MG isn't here in good faith to discuss this. He's asserting it the same way a fundamentalist will assert Kangaroos must have lived outside of Australia because of the Noah's Ark story. Assuming Noah's Ark as fact, it's simply a matter of asserting over and over the conclusion this forces one to accept. Never mind the big, "If" regarding Noah's Ark being fact, of course.
The world is changing. It isn't didactic good v. evil. Democratic societies are constantly in flux. Rights either expand or contract to include more or fewer people depending on the values and beliefs of the society whose turn it is to champion them.
MG's path leads to self-delusion and incuriosity. When he dies as we all will, he won't know that it wasn't worth whatever hatred and disdain it created in his heart. He won't be made aware of the limitations his unwillingness to just look at the world without his assumptions causes. He will, like almost all of us, be forgotten in a couple of generations. And society will be what it has become at that time, too.

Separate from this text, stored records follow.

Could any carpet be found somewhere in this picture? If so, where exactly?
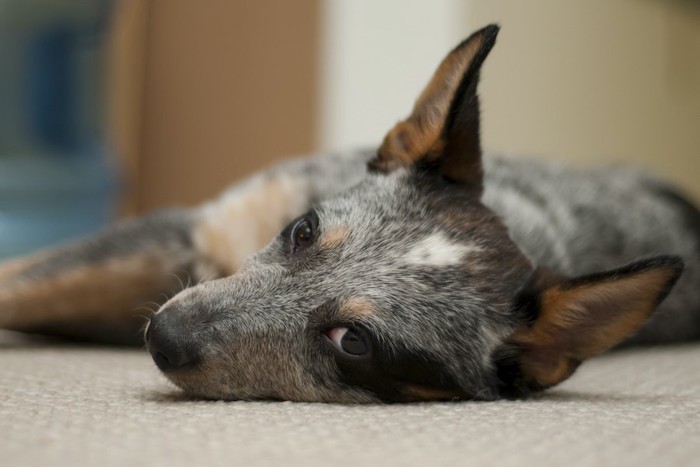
[0,333,700,467]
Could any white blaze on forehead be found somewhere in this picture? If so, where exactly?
[404,232,481,266]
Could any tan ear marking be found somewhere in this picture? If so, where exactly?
[510,257,682,388]
[371,25,498,172]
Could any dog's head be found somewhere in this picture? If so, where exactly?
[147,26,680,402]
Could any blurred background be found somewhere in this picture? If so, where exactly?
[0,0,700,257]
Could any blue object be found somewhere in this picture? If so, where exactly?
[0,0,118,259]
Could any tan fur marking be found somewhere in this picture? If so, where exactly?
[374,36,483,172]
[512,268,673,387]
[193,176,307,275]
[318,227,350,249]
[0,256,179,330]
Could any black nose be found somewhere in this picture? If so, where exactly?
[146,309,198,371]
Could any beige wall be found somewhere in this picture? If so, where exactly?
[470,0,700,200]
[112,0,319,213]
[112,0,700,212]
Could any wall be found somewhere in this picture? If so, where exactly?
[470,0,700,200]
[111,0,319,212]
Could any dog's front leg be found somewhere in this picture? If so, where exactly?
[0,153,369,344]
[0,210,198,343]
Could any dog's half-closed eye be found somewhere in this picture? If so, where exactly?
[281,210,318,253]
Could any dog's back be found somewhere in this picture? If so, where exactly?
[484,156,700,343]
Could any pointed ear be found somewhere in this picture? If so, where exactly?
[370,25,499,192]
[499,256,683,395]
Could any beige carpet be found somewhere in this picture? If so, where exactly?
[0,333,700,467]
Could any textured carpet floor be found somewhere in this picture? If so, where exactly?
[0,333,700,467]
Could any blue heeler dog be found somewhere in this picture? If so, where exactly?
[0,26,700,402]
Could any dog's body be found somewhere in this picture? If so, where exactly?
[0,27,700,402]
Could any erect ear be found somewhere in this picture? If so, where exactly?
[370,25,499,190]
[499,256,683,396]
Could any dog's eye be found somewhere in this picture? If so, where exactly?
[326,327,371,357]
[292,217,314,251]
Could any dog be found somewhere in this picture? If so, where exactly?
[0,25,700,403]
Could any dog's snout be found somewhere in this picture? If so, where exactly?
[146,310,198,371]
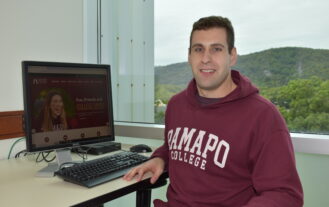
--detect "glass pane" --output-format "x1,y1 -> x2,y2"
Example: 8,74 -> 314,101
154,0 -> 329,134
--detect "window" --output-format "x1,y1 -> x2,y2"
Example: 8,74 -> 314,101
154,0 -> 329,134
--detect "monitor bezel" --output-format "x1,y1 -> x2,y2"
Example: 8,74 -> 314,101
22,61 -> 115,152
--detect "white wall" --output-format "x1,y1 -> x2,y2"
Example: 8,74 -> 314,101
0,0 -> 83,111
0,0 -> 83,159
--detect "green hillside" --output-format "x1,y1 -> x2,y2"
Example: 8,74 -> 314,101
155,47 -> 329,87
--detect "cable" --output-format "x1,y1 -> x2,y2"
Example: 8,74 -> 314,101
8,137 -> 25,160
35,151 -> 56,163
15,150 -> 27,158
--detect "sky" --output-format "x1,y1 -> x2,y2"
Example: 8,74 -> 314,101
154,0 -> 329,66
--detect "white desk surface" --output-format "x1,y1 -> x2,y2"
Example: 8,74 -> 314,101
0,146 -> 150,207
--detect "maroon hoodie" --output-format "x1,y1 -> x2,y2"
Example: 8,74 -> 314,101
152,70 -> 303,207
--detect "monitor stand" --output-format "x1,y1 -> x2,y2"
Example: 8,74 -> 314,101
36,149 -> 72,177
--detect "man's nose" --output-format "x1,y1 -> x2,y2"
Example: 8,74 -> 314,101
202,50 -> 211,64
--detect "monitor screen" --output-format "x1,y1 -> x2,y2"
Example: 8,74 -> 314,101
22,61 -> 114,152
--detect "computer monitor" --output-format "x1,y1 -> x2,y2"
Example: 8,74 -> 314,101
22,61 -> 114,176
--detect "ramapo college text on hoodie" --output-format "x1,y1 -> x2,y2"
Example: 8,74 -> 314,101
152,70 -> 303,207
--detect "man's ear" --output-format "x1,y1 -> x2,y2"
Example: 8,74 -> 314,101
187,48 -> 191,65
230,47 -> 238,66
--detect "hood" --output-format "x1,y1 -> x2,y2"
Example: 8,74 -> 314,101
184,70 -> 259,108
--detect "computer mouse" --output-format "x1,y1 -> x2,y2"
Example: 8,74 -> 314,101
130,144 -> 152,153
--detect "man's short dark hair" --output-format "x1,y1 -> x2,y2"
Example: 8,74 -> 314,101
190,16 -> 234,53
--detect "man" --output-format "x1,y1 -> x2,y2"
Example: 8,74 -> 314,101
124,16 -> 303,207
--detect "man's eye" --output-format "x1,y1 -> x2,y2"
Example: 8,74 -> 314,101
194,47 -> 202,52
212,47 -> 223,52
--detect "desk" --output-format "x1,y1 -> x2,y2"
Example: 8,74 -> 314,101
0,146 -> 168,207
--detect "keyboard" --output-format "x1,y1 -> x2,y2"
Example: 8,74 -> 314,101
55,151 -> 149,188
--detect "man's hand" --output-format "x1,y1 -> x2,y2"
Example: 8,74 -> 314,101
123,157 -> 165,184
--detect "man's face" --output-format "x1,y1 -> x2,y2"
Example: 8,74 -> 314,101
188,28 -> 237,95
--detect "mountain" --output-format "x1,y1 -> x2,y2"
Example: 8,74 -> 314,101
155,47 -> 329,87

Personally I think the topic regarding civil society and its constituents is an interesting one. I do think that behavioral trends among folks threatens it's function in the interconnected place it occupies along with political and economic systems and values. But that's true of every generation and I don't think that is a Mormon discussion. Mormonism as a manifestation of modern American conservatism is a better description for what MG is concerned about. But when he views it as a war and the participants are combatants? Thanks but no thanks.